Nft or Nutrient Film Technique is used to describe a system where plants are placed into a Channel/Gully and suspended over running water. The Gully is normally placed on a slope to allow the nutrient solution to pass over the plants roots and the back into the nutrient tank where a pump will recirculate the nutrient solution back into the channel where the process can start again.

Pros of using an NFT system:

- Fast growth, cheap to setup

- Less wasted water and nutrients as this system recirculates

- Can be used for vertical farming which helps to utilize small spaces 

Cons of using an NFT system:

- Roots can clog channels 

- Pump failure can lead to total crop loss

- Can be difficult to support large plants without using a net


There are a few variations of drip systems but we will focus on drip systems that use a dripper stalk which is placed directly into the plant pot. This method is the most popular for controlled environment growing and allows for precise amounts of nutrient solution to be delivered directly to the root zone. For dripper options see the NetaFim Drippers or Florflex drippers

Pros of using a drip system:

- The water/nutrient solution is delivered directly to the root roots thus saving water 

- Allows for precise control of nutrient delivery which can increase yields

- No risk of over spray or water contact with leaves or stems

Cons of using drip irrigation systems:

- Systems require maintenance

- Can be expensive to setup as you will potentially need pumps, timers & solenoids 

- Clogged drippers can quickly lead to crop failures 


Aeroponic systems use sprayer nozzles that generate a fine mist which is sprayed directly onto the plant roots. The roots are suspended over a tank of nutrient solution with the roots hanging above the solution. These systems can be expensive or very affordable depending on the quality. Generally more expensive systems such as the Current Culture cloners will use a larger pump that can provided a higher pressure to the sprayers. The Higher pressure means you will be able to obtain a finer mist which will lead to faster rooting. Don't stress, there are affordable options available too.
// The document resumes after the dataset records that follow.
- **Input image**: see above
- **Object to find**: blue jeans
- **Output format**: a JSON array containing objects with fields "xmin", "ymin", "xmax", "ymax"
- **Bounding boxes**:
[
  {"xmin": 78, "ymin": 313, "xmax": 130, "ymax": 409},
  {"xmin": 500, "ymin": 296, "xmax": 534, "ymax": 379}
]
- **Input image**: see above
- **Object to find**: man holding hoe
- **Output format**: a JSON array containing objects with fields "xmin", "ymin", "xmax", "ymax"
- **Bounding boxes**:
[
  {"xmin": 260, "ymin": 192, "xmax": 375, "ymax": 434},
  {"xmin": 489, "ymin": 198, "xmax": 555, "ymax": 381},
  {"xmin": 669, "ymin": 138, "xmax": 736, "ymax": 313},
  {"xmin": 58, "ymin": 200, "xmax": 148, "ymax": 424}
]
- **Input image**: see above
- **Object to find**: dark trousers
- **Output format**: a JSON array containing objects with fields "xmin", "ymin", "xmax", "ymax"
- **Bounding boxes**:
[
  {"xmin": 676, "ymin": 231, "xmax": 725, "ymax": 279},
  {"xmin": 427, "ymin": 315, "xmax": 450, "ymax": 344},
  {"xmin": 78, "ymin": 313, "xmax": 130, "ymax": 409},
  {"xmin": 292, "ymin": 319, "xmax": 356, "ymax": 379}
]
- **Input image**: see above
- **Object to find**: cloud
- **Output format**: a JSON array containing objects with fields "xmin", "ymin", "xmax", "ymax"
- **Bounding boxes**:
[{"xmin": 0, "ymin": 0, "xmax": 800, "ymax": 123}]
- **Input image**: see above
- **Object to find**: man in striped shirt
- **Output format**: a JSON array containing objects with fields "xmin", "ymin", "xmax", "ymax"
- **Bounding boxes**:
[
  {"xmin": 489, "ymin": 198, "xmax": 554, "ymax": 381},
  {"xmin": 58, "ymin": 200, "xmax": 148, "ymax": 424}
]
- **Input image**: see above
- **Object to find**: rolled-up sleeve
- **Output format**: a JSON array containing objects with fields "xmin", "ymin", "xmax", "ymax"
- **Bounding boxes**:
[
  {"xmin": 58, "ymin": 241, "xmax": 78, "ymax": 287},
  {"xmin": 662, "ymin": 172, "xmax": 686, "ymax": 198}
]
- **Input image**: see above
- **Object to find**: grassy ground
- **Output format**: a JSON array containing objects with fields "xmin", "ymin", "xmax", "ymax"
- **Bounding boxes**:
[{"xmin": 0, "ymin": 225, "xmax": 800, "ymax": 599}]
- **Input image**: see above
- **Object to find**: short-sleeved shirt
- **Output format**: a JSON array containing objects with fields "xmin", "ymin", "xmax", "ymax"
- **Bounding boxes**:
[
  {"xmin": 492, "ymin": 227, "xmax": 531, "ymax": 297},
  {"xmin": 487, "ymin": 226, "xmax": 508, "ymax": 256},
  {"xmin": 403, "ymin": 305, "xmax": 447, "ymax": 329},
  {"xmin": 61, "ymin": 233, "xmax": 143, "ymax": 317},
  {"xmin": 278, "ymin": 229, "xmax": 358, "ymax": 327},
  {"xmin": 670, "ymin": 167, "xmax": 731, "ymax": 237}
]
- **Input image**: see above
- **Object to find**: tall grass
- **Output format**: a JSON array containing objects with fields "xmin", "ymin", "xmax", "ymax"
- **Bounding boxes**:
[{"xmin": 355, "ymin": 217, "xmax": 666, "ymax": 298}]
The Seahawk 24 site cloning station delivers result and we have seen roots within 7 days from the time of cut!

Pros of using an Aeroponic System:

- Systems are generally easy to maintain 

- Roots are exposed to more oxygen which in turn leads to faster growth

- Less risk of fungus gnats and soil dwelling pests 

Cons of using an Aeroponic system:

- Pump Failure can lead to crop loss very quickly

- A chiller is sometimes need to keep nutrient solution at the right temperature 

- Plat roots can become submerged which ill lead to reduced oxygen 


Some preferer these systems because it allows the roots to have a dry time where they are not constantly submerged in the nutrient solution. The idea is to fill a tray with a growing medium such as clay balls, a pump is then placed on a timer which allows the pump-to-pump the solution from a nutrient tank into the tray. A drain is then placed in the tray which allows the nutrient solution to return to the nutrient tank in a recirculating fashion. See our Flood & Drain Basics Here 

Pros of using a Flood & Drain system:

- Improved growth due to high levels of available oxygen 

- Water and nutrient savings because the solution is recirculated and delivered directly to the roots 

- Easy to Build or make a D.I.Y system

Cons of using a flood and drain system:

- High humidity can build up under the plants canopy especially if plants are place close together 

- Power failure or pump failure can lead to crop loss

- Fluctuations in Ph can cause issues if not maintained correctly 

 This was just a brief overview of hydroponic systems but make no mistake, there are a lot more systems and variations of systems available. Good luck on your hydroponic adventure HAPPY GARDENING!